Why it matters: The group's production levels influence global oil prices and by extension gasoline costs — something with extra salience in election years.
The big picture: Weak economic signals from China and mixed metrics in the U.S., among other places, are drags on demand growth.
- Multiple forecasters have trimmed their 2024 and 2025 estimates. "This poses a problem for OPEC," the Eurasia Group said in a note.
- Unless the cartel changes course, "non-OPEC supply and weak demand growth will likely weaken the price environment and pull the Brent per-barrel price below $80 by the end of 2024," Eurasia adds.
The intrigue: Middle East conflict is a huge wild card as market watchers await how Iran will respond to Israel's killing of a Hamas leader in Tehran.
State of play: Tracking oil thirst isn't an exact science.
- DOE's stats arm last week trimmed its 2025 forecast by 200,000 barrels per day to 1.6 million barrels per day, while leaving its 2024 estimate unchanged at an increase of 1.1 mbd.

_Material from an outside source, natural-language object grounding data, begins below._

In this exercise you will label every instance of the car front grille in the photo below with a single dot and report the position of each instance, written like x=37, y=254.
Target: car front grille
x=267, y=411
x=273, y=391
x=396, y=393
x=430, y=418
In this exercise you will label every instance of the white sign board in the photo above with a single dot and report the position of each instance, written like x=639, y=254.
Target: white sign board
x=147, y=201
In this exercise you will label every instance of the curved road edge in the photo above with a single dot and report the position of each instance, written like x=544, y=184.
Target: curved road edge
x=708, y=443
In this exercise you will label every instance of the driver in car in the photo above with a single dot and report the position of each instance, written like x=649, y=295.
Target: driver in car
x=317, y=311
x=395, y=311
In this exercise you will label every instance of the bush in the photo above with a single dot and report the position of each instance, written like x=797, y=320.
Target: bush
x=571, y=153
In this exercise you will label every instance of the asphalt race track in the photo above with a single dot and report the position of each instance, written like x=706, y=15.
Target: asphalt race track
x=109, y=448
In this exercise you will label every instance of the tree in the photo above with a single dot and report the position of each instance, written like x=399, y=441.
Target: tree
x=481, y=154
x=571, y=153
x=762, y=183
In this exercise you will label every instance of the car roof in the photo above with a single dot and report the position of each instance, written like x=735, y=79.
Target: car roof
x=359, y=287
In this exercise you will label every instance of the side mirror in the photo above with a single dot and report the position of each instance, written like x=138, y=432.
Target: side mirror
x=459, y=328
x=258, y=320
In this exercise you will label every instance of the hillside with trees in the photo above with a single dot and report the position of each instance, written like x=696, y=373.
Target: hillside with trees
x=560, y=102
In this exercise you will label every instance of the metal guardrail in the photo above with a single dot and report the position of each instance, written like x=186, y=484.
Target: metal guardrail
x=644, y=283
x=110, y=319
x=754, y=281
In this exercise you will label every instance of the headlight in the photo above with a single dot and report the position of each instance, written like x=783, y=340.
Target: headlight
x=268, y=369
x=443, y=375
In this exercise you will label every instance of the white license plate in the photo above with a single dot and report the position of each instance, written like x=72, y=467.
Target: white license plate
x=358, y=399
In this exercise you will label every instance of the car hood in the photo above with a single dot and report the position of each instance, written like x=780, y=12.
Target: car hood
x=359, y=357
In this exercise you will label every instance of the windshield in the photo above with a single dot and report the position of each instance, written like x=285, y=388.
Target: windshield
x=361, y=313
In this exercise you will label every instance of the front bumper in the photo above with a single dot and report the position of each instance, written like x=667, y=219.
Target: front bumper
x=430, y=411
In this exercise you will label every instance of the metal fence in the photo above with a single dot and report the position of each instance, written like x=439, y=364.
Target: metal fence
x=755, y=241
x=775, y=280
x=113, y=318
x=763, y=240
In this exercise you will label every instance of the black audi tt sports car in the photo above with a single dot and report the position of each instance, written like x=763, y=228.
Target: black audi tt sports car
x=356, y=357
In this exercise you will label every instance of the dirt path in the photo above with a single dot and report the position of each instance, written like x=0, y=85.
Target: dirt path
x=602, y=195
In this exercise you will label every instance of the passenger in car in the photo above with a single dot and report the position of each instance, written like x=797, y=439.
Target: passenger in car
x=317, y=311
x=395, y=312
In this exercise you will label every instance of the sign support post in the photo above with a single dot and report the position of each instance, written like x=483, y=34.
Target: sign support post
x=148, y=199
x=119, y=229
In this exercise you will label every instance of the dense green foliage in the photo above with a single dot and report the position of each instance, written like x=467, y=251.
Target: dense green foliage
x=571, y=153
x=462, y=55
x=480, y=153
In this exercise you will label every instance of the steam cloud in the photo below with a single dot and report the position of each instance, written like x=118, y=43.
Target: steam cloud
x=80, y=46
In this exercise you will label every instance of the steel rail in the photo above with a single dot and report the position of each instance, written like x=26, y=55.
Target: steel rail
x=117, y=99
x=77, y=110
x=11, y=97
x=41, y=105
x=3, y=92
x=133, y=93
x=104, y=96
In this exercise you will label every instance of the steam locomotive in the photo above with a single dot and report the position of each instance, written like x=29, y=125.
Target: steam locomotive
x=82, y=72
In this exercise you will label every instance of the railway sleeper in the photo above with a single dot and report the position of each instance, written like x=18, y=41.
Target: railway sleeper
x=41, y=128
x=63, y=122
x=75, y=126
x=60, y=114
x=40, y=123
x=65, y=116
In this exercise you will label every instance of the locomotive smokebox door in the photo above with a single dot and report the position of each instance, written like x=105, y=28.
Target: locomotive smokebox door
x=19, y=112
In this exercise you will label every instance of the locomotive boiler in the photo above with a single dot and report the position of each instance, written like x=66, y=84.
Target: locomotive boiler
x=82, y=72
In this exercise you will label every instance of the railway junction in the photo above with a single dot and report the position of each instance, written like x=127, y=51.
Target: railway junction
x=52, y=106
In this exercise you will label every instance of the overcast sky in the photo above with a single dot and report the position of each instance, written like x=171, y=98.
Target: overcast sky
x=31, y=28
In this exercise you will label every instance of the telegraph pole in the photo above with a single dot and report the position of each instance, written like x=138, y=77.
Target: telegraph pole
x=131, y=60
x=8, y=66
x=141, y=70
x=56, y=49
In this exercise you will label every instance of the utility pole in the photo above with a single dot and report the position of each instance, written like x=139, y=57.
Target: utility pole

- The International Energy Agency sees growth under 1 mbd this year and next, and slightly cut its 2025 estimate this week.
OPEC has also lowered estimates, albeit from a much higher base — the cartel this week projected 2024 growth at a "healthy" 2.1 mbd and 2025 at 1.8 mbd.
- Eurasia is more pessimistic, projecting 800,000 barrels per day of growth in 2024 and into next year.
Catch up quick: OPEC+ plans to unwind 2.2 mbd of voluntary curbs over a year starting in October but says plans could change based on market conditions.
- "A delay in starting the tapering in October, or pausing it afterward, is very much on the table," Bob McNally, president of Rapidan Energy Group, said via email.
- But he doesn't yet see odds of a delay over 50%, noting that OPEC+ leaders are more confident in firming supply and demand fundamentals than IEA and others.
Meanwhile, a detailed Reuters piece explores how U.S. shale producers keep finding efficiencies that allow more production without more spending.
The higher-than-expected output is complicating OPEC+ plans, a Macquarie Group analyst tells the outlet.
What we're watching: S&P Global analyst Payam Hashempour said next month will provide firmer signals about Q4 OPEC+ output.
- That's when schedules for loadings onto ships and state oil giants' next monthly selling prices emerge.
- "September will certainly give us a better idea of which direction we're going," he said on the Platts Oil Markets podcast.